Consider the integral $I :=$ $\int^{0}_{-t_{0}} e^{iat+bt} dt$, then it is true that $$ I = \frac{(1-e^{-(ia+b)t_{0}})}{ia+b} $$
I am now interested on the case where $ {t_{0}\to -\infty} $. Wolfram Alpha says that for $Re(b)>Im(a)$ it converges to $I = \frac{1}{ia+b} $
For my case I even have $a,b \in \mathbb{R}$ but I am still interested why this is the case. A hint where or at what to look would be very helpful, thanks!
On
If $a,b \in \mathbb{R}$.
$$|e^{(a+bi)t}|=e^{at}|e^{bi t}|=e^{at}$$
So long as $a>0$, then the expression tends to $0+0i$ as $t \to -\infty$ no matter the value of $b$. Otherwise if $a=0$ then the expression fluctuates as sine and cosine fluctuate. If $a<0$ then because the magnitude of the complex number $e^{(a+bi)t}$ diverges, then so does the complex number itself.

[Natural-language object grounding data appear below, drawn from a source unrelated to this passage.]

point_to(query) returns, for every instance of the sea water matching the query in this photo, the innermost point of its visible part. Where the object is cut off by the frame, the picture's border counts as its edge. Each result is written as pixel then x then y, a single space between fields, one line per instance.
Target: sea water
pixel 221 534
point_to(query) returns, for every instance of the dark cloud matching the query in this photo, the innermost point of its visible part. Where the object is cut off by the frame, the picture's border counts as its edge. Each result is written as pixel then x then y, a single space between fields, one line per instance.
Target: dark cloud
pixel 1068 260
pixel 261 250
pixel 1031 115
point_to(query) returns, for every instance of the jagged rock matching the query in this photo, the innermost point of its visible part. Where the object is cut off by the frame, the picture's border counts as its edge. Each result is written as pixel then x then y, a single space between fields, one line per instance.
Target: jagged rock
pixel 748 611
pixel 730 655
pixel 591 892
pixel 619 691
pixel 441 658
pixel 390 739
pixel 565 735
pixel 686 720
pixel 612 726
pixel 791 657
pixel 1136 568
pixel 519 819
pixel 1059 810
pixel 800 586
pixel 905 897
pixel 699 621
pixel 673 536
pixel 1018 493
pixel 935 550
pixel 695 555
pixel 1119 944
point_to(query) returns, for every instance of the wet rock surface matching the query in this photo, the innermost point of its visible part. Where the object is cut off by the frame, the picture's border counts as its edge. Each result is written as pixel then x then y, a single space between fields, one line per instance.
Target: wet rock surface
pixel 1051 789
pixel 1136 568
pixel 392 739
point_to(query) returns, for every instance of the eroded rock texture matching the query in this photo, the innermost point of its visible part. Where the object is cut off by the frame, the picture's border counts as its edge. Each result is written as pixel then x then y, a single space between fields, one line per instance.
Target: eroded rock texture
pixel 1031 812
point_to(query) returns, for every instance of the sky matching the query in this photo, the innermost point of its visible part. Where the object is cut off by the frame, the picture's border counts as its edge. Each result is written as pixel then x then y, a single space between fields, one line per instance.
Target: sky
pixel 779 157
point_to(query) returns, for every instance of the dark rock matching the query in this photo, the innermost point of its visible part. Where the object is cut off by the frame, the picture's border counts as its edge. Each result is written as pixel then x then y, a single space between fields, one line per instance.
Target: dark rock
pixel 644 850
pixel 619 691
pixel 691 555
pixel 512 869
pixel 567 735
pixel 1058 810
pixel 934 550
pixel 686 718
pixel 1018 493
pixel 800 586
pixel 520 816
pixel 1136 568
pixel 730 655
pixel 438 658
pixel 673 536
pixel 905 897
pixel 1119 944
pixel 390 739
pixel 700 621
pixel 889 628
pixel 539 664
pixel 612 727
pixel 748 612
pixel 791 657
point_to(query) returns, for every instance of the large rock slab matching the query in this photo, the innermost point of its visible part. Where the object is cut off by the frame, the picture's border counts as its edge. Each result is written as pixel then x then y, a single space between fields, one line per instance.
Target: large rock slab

So if $\Re z>0$ then $e^{zt}$ converges, otherwise it diverges.
If $z=b+ai=\Re b+i \Im b+i \Re a-\Im a$
Then $\Re z>0$ if and only if $\Re b> \Im a$.
Lets just consider $z\in\mathbb C$ non-zero and write $$I(t_0)=\int_{-t_0}^0e^{zt}dt$$ for $t_0\geq0$. Then, as you noted, $$I(t_0)=\frac{1-e^{-zt_0}}{z}.$$ Now we have $$\left|\frac{1}{z}-\frac{1-e^{-zt_0}}{z}\right|=\frac{|e^{-zt_0}|}{|z|}=\frac{e^{-Re(z)t_0}}{|z|}.$$ So if $Re(z)>0$ the right-hand side goes to zero, hence $I(t_0)$ converges to $\frac{1}{z}$ as $t_0\to\infty$.
Now if we write $z=ia+b$ where $a,b\in \mathbb C$, then $Re(z)=Re(b)-Im(a)$, so the condition $Re(z)>0$ is equivalent to $Re(b)>Im(a)$.